The Geography Colloquium series presents Dr. Jon Barnett of the University of Melbourne on “Climate Change and Human Security: Key Findings from the 5th Assessment of the Intergovernmental Panel on Climate Change” on Friday, Oct. 10, from 3:05-4:30 p.m. in Walter Hall 235.
The colloquium is co-sponsored by Ohio University’s Environmental Studies Program, the Voinovich School of Leadership and Public Affairs, the Sustainability Studies curricular theme, and the Department of Geography.
Barnett is Professor and Australian Research Council Future Fellow in the School of Geography at The University of Melbourne. Jon is a political geographer whose research seeks to understand the social impacts of and responses to environmental change in Australia, East Asia and the South Pacific. Jon is a Lead Author for the Fifth Assessment Report of the Intergovernmental Panel on Climate Change, and co-editor of Global Environmental Change.

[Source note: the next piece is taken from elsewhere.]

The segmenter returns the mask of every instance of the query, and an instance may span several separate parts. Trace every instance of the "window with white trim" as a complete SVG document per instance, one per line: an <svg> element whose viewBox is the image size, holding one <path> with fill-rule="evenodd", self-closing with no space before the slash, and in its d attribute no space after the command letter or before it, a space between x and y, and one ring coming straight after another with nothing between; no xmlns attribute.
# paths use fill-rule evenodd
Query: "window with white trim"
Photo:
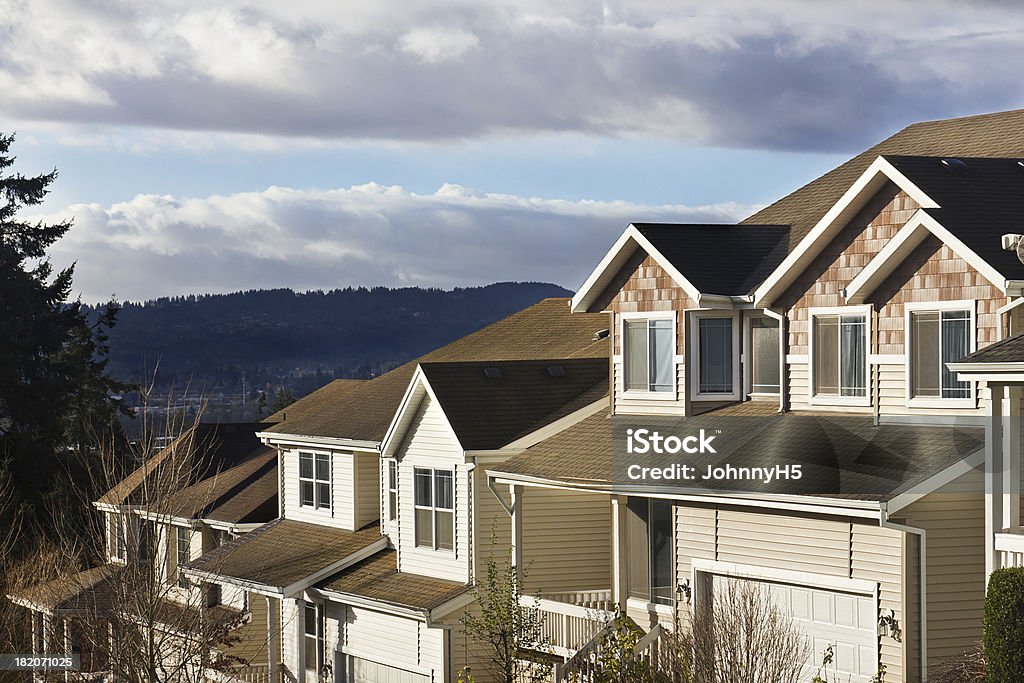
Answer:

The issue of climate change and security is contentious: there are strident debates about methods and evidence among researchers, and equally strident debates about the securitisation of climate change among members of the United Nations. Government members of the Intergovernmental Panel on Climate Change requested that the current state of scientific knowledge on this topic be assessed in its most recent Assessment Report. Given attacks on the credibility of the IPCC in recent years, the epistemological and theoretical challenges of research on climate change and security, and high-level political interest in the findings of the IPCC on this topic, this assessment was not without its challenges. This seminar reports on the process and outcomes of this assessment, and in doing so reflects more broadly on the state of knowledge about the social consequences of climate change, and on the IPCC’s procedures for assessing this knowledge.